Titania’s eyes widened, but then she regained her composure.
“Good,” she said. “Then give him to me. Give him to me, and give me all the changelings that you’ve stolen from the world of men.”
The Ilyn immediately began to hiss and growl at her, and several of the Urden who had made it back battered and bruised openly laughed. The strange creatures that formed the core of Queen’s army, the ones that Faolan had called Elves, snarled back in response and nocked bronze-headed arrows to their bows.
But Oberon held up a hand, and slowly all the Fae, even those born in the light of day, quieted and watched him.
“Leave,” Oberon said quietly, but with rock-hard hatred clearly visible beneath his calm composure. “Your plan has failed. You came here for the changelings, but you shall not have them. You came here for Robin, but you shall not have him. You came here thinking I would be sealed away in the Bower, that you would be able to walk right in and claim my children for your own, and that too has failed. You thought that Gwyn ap Nudd, King of the Night and Leader of the Wild Hunt, would not interfere, or else would stand aside. He stands with me, as he did before.”
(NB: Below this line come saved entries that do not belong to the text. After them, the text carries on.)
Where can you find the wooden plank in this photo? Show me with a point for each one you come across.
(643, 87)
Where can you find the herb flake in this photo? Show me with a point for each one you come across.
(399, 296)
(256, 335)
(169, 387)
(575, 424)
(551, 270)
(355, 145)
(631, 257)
“And as I’ll bloody do again.”
“So you have no place here,” the Erlking continued, the force of his will so immense I couldn’t even imagine standing before it. “You have no claim to those whom I raised, those whom I have saved. If you cross into my Bower, you come bringing blood and death that will kill more than either of us can ever save. Go back. Let us now, all three of us, renew the Treaty. Let all three of us protect the Fae as we once swore to do, and as we can swear to do again.”
He fell silent and I felt a swelling in my heart that could only have been pride.
Titania stirred and moved. I tensed, as did Faolan and all the Fae behind us. The Sunlight Fae that had come with her drew their bowstrings taut and looked ready to raise and loose their arrows at the slightest twitch.
She sneered at Oberon, and I felt waves of loathing wash over me.
“The changelings belong to me.”
She moved faster than I could follow, and sent a bolt of pure golden light straight through Oberon’s heart.